Sasha Bernatsky et al. Best Pract Res Clin Rheumatol. 2009 Aug.

Abstract

What have we learnt about cancer risk in systemic lupus erythematosus (SLE) over the past decade? One important lesson is that data do confirm a slightly increased risk in SLE for all cancers combined, compared to that in the general population. However, it is clear that this is largely driven by an increased risk for haematological malignancies, particularly non-Hodgkin's lymphoma (NHL), although Hodgkin's lymphoma may be increased as well. In addition, there is evidence for a moderately increased risk of lung cancer, and possibly for rarer cancer types such as hepatobiliary and vulvar/vaginal malignancies. Unfortunately, the most clinically relevant question--the mechanism underlying the association between cancer and SLE--remains largely unanswered. Key issues remaining relate to the links between cancer risk, SLE disease activity, and medication exposures.
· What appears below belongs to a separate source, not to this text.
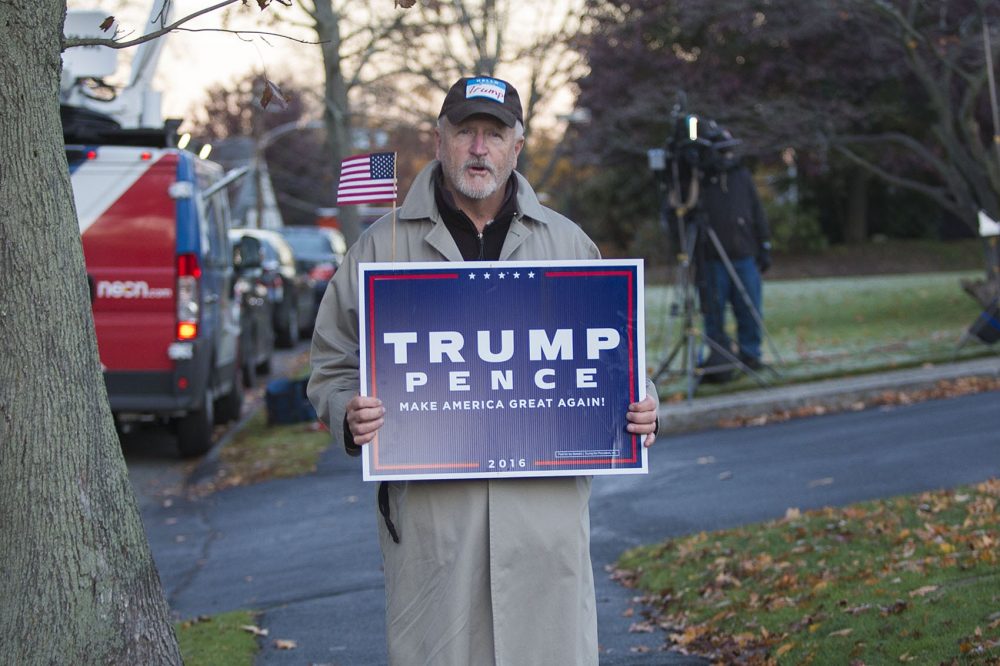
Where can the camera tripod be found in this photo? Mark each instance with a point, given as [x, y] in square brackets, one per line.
[687, 347]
Much of the recent data suggest that disease-related factors may be at least as important as medication exposures for certain cancers, such as NHL. The independent effects of drug exposures versus disease activity in mediating cancer risk in SLE remain unknown. Work is in progress to further elucidate these important issues. Meanwhile, there is good evidence that cervical dysplasia is increased in women with SLE. This may be mediated by decreased clearance of the human papilloma virus, which some suggest is an innate characteristic of SLE patients. However, an increased risk of cervical dysplasia is also associated with immunosuppressive medication exposures, particularly cyclophosphamide. For these reasons, it is important that women with SLE follow established guidelines for cervical cancer screening.